Surtout, dans le cadre de réparations effectuées sur un navire, l’armateur dispose de nombreuses solutions pour se prémunir contre les abus, ne serait-ce qu’en choisissant un chantier naval réputé ou en sollicitant un devis avant la réalisation des travaux. Or, il ne ressort à aucun moment des faits de l’espèce que l’armateur aurait sollicité l’établissement d’un devis, et ce malgré l’importance des travaux entrepris. La situation est d’autant plus curieuse qu’une expertise judiciaire était en cours, et que l’on imagine mal que des travaux soient effectués dans le cadre d’une telle procédure sans établissement d’un devis accepté tant par les parties que par l’expert judiciaire.

Il est certain que la procédure de la saisie conservatoire de navire ne peut venir combler les lacunes des parties quant à la gestion de leurs affaires. L’on ne saurait ainsi trop insister sur l’importance de s’entourer de Conseils lorsque des travaux d’importance sont entrepris, une telle précaution constituant assurément le moyen le plus efficace pour se prémunir contre les dérapages et potentiels abus. On ne pourra en tout état de cause qu’approuver la solution ainsi adoptée par la Chambre commerciale de la Cour de cassation, qui réaffirme avec vigueur les principes de la saisie conservatoire de navire au sens de la Convention de Bruxelles du 10 mai 1952, même si l’on peut regretter que la Haute juridiction n’ait pas saisi l’occasion pour énoncer d’une manière claire et définitive le critère de la « vraisemblance » dans le contrôle de l’existence des créances maritimes.

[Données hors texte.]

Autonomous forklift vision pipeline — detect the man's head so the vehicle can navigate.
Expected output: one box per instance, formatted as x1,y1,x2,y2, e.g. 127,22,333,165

  • [1] V. notamment à cet égard, G. WICKER, « La suppression de la cause par le projet d’ordonnance : la chose sans le mot ? », D. 2015, p. 1557.
  • [2] V. CA Poitiers, 9 juin 2015, navire Enigma XK, DMF 2017 n° 787, p. 43, obs. FX Balme.
  • [3] CA Aix-en-Provence, 3 oct. 2014, DMF 2015 n° 766, p. 144, obs. S. Lootgieter ; CA Aix-en-Provence, 16 oct. 2014, DMF 2015 n° 766, p. 147, obs. S. Lootgieter.
  • [4] H. Motulsky, Principes d’une réalisation méthodique du droit privé, Dalloz, 2002, p. 89.
  • [5] Ibid, p. 131.
  • [6] CA Aix-en-Provence, 3 oct. 2014, DMF 2015 n° 766, p. 144, obs. S. Lootgieter ; CA Aix-en-Provence, 16 oct. 2014, DMF 2015 n° 766, p. 147, obs. S. Lootgieter.
  • [7] Sur la notion d’intensité objective de la preuve, voir : F.X. BALME, Contribution théorique et pratique au droit de la preuve, PUAM, 2017, n° 173 et s.
  • [8] Ibid.
  • [9] CA Poitiers, 9 juin 2015, navire Enigma XK, DMF 2017 n° 787, p. 43, obs. FX Balme.
  • [10] CA Poitiers, 9 juin 2015, navire Enigma XK, DMF 2017 n° 787, p. 43, obs. FX Balme.
  • [11] Ibid.
  • [12] V. notamment C. BOURAYNE, « Qu’il est bon de se prévaloir d’une créance maritime sous le ciel de la Convention de Bruxelles du 10 mai 1952 ! », DMF 2015, n° 772.
  • [13] Par exemple : CA Douai, 8 nov. 2011, navire Bering Wind, DMF 2012 n° 740, p. 813, obs. J. Lecat ; CA Aix 21 sept. 2011, navire Scandinavia, DMF 2012 n° 740, p. 807, obs. S. Lootgieter ; CA Paris, 2 juillet 2008, n° 05-22878, DMF 2009 n° 700, p. 160, obs. S. Sana-Chaille de Nere.